Il concetto è semplice. Hai presente quel libro di management che hai letto e sottolineato tre volte? Ora puoi caricarlo in un notebook e fargli domande dirette. Gemini ti risponde citando esattamente le pagine del libro. Non parafrasi vaghe, non riassunti generici — citazioni precise dal testo che hai pagato.

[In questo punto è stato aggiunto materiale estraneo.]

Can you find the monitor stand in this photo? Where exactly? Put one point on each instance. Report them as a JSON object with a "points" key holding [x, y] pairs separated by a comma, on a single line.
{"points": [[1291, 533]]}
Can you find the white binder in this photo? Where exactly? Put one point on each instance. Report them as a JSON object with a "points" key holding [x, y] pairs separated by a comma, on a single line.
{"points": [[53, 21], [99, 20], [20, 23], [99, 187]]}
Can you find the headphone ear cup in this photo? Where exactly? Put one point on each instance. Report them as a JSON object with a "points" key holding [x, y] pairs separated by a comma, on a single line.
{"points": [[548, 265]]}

Come funziona nella pratica
Gli esempi che Google porta sono quelli classici da presentazione, ma rendono l’idea. Un manager può caricare ‘Radical Candor’ di Kim Scott e chiedere strategie per dare feedback difficili. Una donna può abbinare il suo diario personale con ‘The New Menopause’ della dottoressa Mary Claire Haver per capire come applicare quei consigli alla sua situazione specifica. Un genitore fotografa il frigo e chiede un piano alimentare settimanale basato su ‘Food Rules’ di Michael Pollan.
La parte interessante? Puoi mixare fonti diverse. Il tuo libro preferito più i tuoi appunti personali più altri contenuti. Gemini Notebook diventa uno spazio dove far reagire insieme expertise esterna e dati tuoi.

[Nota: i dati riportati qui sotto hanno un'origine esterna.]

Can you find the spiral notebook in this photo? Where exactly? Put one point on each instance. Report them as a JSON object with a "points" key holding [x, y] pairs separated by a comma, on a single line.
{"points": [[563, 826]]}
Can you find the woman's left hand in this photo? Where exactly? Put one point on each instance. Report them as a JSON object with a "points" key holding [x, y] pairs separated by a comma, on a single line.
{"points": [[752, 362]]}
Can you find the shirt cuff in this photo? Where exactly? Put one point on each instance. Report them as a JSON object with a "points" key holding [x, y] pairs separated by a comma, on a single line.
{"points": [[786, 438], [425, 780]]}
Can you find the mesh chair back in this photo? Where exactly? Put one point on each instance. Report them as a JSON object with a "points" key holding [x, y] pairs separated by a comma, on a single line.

I controlli per autori ed editori
Google ha lavorato con editori grossi — Penguin Random House, Macmillan, O’Reilly — e con oltre 15 autori bestseller tipo Steven Pinker e Michael Pollan. Il catalogo parte con più di 100.000 libri. Quella cifra che fa girare la testa.

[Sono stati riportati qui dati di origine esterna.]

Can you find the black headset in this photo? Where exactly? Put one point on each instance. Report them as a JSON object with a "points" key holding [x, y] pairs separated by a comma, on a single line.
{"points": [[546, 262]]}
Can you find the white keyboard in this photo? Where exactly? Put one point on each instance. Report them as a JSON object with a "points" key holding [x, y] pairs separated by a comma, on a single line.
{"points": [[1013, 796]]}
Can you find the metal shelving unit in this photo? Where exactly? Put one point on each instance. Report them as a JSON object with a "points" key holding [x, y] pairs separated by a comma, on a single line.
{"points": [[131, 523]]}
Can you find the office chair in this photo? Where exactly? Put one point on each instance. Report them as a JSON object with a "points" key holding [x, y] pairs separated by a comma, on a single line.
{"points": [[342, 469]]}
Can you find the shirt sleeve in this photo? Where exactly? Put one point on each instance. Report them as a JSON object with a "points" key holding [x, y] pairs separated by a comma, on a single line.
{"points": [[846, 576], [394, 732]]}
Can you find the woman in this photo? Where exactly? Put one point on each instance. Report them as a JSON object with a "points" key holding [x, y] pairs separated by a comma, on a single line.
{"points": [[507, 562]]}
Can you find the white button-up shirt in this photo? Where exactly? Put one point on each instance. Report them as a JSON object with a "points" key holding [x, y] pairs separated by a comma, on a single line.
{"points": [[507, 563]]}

Ma c’è un vincolo tecnico importante: per interagire con un libro in Gemini Notebook devi averlo comprato su Google Play Books. Se condividi il notebook con qualcun altro, quella persona dovrà comprare la sua copia per accedere al contenuto del libro. Altrimenti gli appare come non disponibile. Una protezione DRM applicata anche all’AI, insomma.
Per verificare se un libro è compatibile, vai sulla pagina del titolo in Google Play Books e cerca il badge ‘Tools’. Se vedi Gemini Notebook listato, sei a posto. Per lanciare la funzione, Google regala un ebook gratis — codice promo EXPERTINTELLIGENCE, solo USA, fino a esaurimento scorte.
Oltre i libri
Gemini Notebook è solo l’inizio. Google dice che Expert Intelligence arriverà anche nell’app Gemini e in AI Mode dentro Search. Più avanti si potranno aggiungere altre fonti: abbonamenti a pubblicazioni terze, report di ricerca aziendale, libri di testo.
L’idea di fondo è chiara: non solo accesso a informazioni generiche pescate dal web, ma integrazione con contenuti di qualità verificata, quelli per cui hai pagato o a cui sei abbonato. Un tentativo di spostare l’AI dal ‘riassunto casuale di Reddit’ verso ‘consulto fonti che conosco e mi fido’.
Funzionerà? Dipende da quanti libri entreranno nel catalogo, da quanto saranno accurate le citazioni e da quanto gli utenti troveranno utile questo modo di rileggere i loro acquisti. Intanto il modello c’è: contenuti premium dentro AI tool, con controlli di accesso e revenue share per chi produce quei contenuti. Vedremo se gli editori ci crederanno davvero o se resterà un esperimento di nicchia.